Distribution is the reason why Singaporeans even know about obscure international acts, and distribution will be the reason why international audiences will know about Singaporean music. But distribution is something that needs to be led by the private sector, not the public. This is why cooperation is so important.
“Musicians, producers and promoters need to get organised and mobilised, draw up a roadmap detailing what they can do, and identify the tipping points where targeted government intervention is needed.”
So where do we go from here? Musicians, producers and promoters need to get organised and mobilised, draw up a roadmap detailing what they can do, and identify the tipping points where targeted government intervention is needed. A vision needs to be proposed — a comprehensive one that speaks not only of our homegrown talent, but also addresses Singapore’s burgeoning reputation as a destination for international acts. This can be ammunition for Koh to take Parliament, and guarantee that what she says achieves more than a few hundred Facebook ‘likes’ and ‘shares’, and a “thank you” from the Minister in charge.
At this juncture, one could reasonably ask the question: if the problem with local music is that the musicianship isn’t ‘good enough’, the production isn’t ‘good enough’, and the distribution non-existent, why bother? Are we barking up the wrong tree? Is it inherently impossible for tiny Singapore to have a strong music industry, especially for music in English?
To answer this, we need look no further than places like Ireland and Scotland, which have smaller populations than Singapore’s, but also strong distribution channels to the UK and beyond. Or Sweden, which is slightly bigger, and Iceland, which is much smaller.

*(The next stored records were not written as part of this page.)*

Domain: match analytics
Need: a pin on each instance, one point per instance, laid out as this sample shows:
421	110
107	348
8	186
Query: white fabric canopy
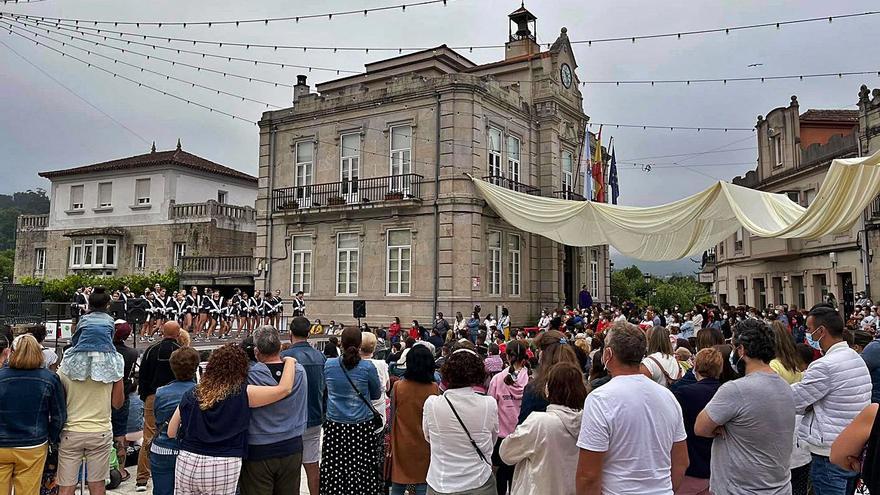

We don’t even have to look beyond our own shores. In 1964, The Quests’ ‘Shanty‘ knocked The Beatles’ ‘I Should Have Known Better’ off the top spot in Singapore’s charts, and the band had a successful tour in the region. This was, of course, before a series of government policies effectively neutered the local music industry (and yes, there was an industry back then).
Fifty years on, in 2014, there is no less talent or interest among our musicians. There are only fewer big opportunities, and less validation. So let’s do something about this. Because the last thing any of us want is to have a foreign friend ask us why a Singaporean band they like gave up, and for us to reply, “Because they were born in the wrong country”.